Cuando Miriam vio el Tía María dijo:
—Por qué se pondría usted con eso.
Y hasta algunos años después no supe por qué me había dicho aquello antes de que pasáramos a ver a Cabrera Infante. El escritor estaba esperándonos con una taza de café en la mano ante la ventana pineal (así la llamaba él) a la que daba su escritorio, donde sobresalía, junto a un montón de papeles amarillos, una máquina de escribir Smith Corona, que tanto sale en sus libros que a su vez salieron de la Smith Corona.
Me miró como si yo fuera un gato, y en algún momento me dio la impresión de que él mismo iba a empezar a maullar conmigo, los dos por el suelo, gatos silenciosos y de pronto rabiosos. Gatos.
Me senté a su altura, donde me dijo Miriam, que a su vez le dijo a Guillermo:
—Mira, es de Tenerife, y te trajo una botella.

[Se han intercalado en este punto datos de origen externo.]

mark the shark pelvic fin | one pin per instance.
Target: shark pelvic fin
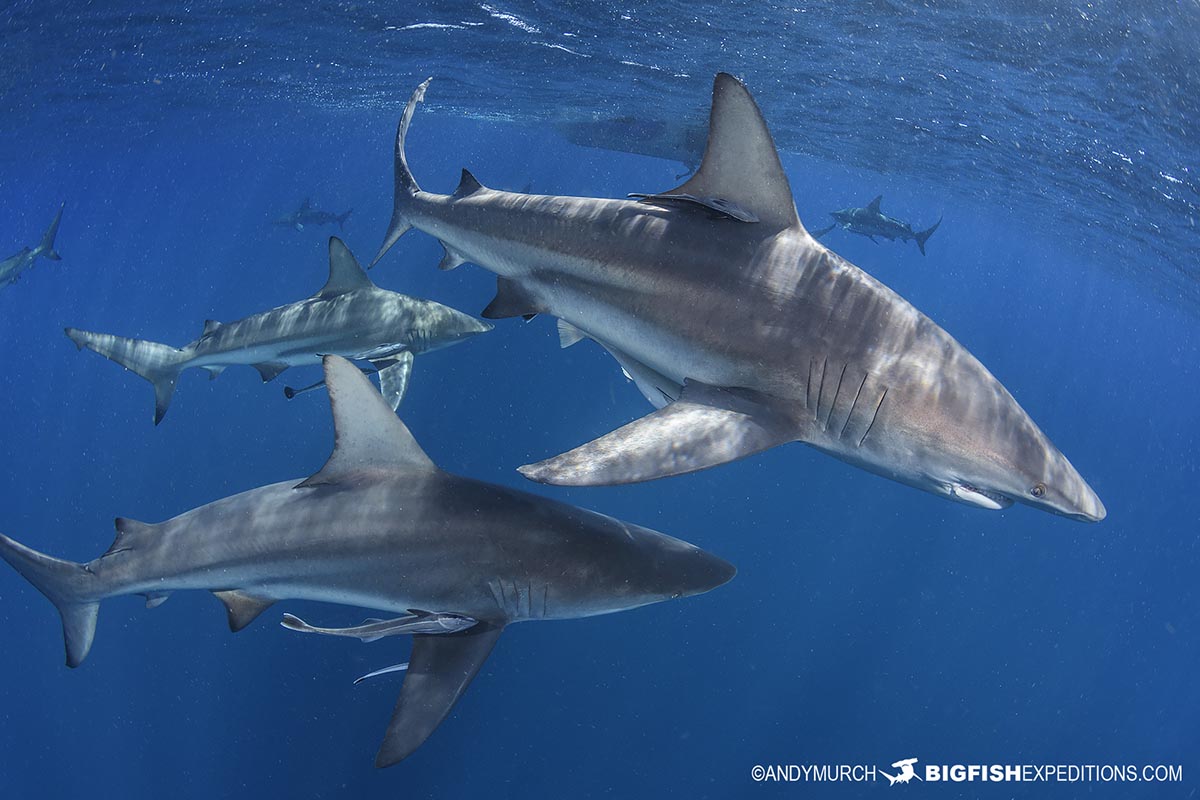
(241, 607)
(439, 669)
(741, 166)
(367, 434)
(345, 272)
(510, 300)
(707, 426)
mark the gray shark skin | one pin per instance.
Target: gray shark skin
(871, 222)
(12, 268)
(382, 527)
(349, 317)
(306, 215)
(744, 335)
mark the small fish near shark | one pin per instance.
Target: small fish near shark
(306, 215)
(381, 527)
(349, 317)
(12, 268)
(871, 222)
(741, 329)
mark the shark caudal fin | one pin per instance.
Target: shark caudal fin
(406, 185)
(46, 248)
(69, 585)
(159, 364)
(923, 235)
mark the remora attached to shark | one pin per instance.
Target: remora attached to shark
(871, 222)
(349, 317)
(382, 527)
(306, 215)
(12, 268)
(742, 330)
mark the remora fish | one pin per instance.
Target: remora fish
(871, 222)
(12, 268)
(372, 630)
(306, 215)
(742, 329)
(349, 317)
(382, 527)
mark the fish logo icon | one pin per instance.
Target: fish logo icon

Su madre, su padre, su abuela, alguien era de Tenerife en la familia, como la madre de Martí, como tantos isleños de Cuba. De Tenerife. Parecía una llave, como la palabra Barnatán. Palabras para abrir puertas.
Guillermo no dijo nada, y no fue extraño, porque ya no diría nada en la hora larga en que yo estuve tratando de entretener su mirada perdida, hundida quizás en la propia falta de sustancia que tienen las visitas cuando uno está pensando en otra cosa.

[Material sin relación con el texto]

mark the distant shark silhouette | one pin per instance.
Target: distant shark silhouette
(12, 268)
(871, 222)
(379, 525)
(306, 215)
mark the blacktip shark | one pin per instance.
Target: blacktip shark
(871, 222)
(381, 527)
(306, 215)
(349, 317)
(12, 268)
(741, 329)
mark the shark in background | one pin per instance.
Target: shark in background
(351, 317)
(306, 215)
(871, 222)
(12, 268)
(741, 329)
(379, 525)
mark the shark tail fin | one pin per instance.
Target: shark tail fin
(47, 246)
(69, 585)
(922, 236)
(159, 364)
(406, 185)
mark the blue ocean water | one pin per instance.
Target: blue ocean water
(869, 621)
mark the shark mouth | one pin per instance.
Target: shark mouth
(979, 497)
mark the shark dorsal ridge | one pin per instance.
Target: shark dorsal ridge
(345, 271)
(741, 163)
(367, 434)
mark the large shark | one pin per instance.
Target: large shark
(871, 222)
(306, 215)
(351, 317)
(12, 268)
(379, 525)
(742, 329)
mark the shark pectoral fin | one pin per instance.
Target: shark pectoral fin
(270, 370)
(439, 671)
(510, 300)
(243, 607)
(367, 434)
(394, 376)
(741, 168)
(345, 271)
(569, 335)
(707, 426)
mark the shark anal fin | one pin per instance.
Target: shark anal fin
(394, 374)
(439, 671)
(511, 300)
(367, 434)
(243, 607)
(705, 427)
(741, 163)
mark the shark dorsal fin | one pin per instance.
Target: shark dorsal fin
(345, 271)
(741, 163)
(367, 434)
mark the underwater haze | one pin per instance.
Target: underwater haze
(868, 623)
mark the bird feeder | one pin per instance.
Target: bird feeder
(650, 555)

Miriam trajo varios cafés, en tazas muy pequeñas, y en ese ir y venir trataba de aligerar el empecinado silencio del marido; muchos años después evocamos ese encuentro, que marcó para siempre mi percepción de Guillermo, la recóndita tristeza de su amor también en los momentos en que ya el nervous breakdown era la evocación, honda, cruel pero lejana, de un tiempo que podía haber sido distinto si no hubiera sido tan extraño corno infeliz. Alrededor había estado el swinging London, una rara felicidad musical y cinematográfica de la Europa del tiempo de Los Beatles, pero el fracaso de la Revolución cubana, que entonces aún no se llamaba fracaso, había sellado una parte importante del ánimo de aquel hombre.

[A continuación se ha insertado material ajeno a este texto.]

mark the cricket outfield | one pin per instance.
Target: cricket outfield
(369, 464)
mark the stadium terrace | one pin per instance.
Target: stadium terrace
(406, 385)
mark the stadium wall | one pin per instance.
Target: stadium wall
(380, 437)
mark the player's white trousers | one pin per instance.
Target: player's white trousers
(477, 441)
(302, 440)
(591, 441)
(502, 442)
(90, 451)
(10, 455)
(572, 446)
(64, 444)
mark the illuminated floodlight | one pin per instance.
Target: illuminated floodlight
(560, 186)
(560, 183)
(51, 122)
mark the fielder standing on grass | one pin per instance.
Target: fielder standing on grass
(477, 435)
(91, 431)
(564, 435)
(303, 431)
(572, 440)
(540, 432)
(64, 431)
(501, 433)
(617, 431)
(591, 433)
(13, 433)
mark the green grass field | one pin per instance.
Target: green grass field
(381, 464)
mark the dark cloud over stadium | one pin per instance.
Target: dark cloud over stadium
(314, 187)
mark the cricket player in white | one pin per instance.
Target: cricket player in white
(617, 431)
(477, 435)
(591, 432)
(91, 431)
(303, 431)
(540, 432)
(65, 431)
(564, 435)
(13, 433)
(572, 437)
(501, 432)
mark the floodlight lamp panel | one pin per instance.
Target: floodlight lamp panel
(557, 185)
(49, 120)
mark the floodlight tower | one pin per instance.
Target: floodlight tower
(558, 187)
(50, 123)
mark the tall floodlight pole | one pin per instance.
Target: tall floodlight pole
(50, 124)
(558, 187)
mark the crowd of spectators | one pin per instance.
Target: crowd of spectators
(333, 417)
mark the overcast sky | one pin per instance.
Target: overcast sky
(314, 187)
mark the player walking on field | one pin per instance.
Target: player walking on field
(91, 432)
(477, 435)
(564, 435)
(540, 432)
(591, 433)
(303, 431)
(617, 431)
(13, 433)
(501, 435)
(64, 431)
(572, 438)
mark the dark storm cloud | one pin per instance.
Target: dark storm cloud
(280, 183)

Esa tarde en que fui allí con el Tía María no era él, no podía serlo, y aunque se recuperó, escribió otros libros, se alegró con el descubrimiento de un mundo distinto que nunca pudo parecerse a su mundo, había en el pudoroso silencio, e incluso en su risa, una sombra, un breakdown, que convertía Tres tristes tigres en un hermoso retrato de un universo póstumo, alejado por la herida que convirtió Cuba en una obsesión, en una necesidad y en un martirio.
¿Y qué se podía hacer en una hora de silencio, de su silencio? Le hablé de Tres tristes tigres, de lo que suponía para sus lectores de Tenerife, cómo nos había descubierto el valor de la noche y de los malecones; de lo que significaban para nosotros esos personajes desgarrados y al mismo tiempo tiernos; habíamos amado sus ocurrencias, su poder para convertir la palabra en una acción; vivíamos dentro de la novela, le dije, no podíamos desprendemos de ella. Sonrió con cierta tristeza, como si le estuviera hablando de un pasado remoto en el que él tampoco estaba; su libro es un bolero, le dije, y entonces ni sonrió ni dijo nada. Tampoco.
Miriam, solícita, iba y venía como si temiera que yo me ahogara en mi horror vacui, que iba llenando como dice Julio Cortázar que se rellenan las almohadas de la conversación, con un monólogo que te seca la boca hasta que, en efecto, ya no se puede más. Entonces vino Miriam por última vez, me acompañó hasta la puerta, y me dijo:
—La próxima vez le hablará, ya lo verá usted.
Le daba como pena que me fuera con aquella cara pálida de tanto hablar con Guillermo en silencio.
Pero en absoluto me fui vacío, esa sensación no la tuve.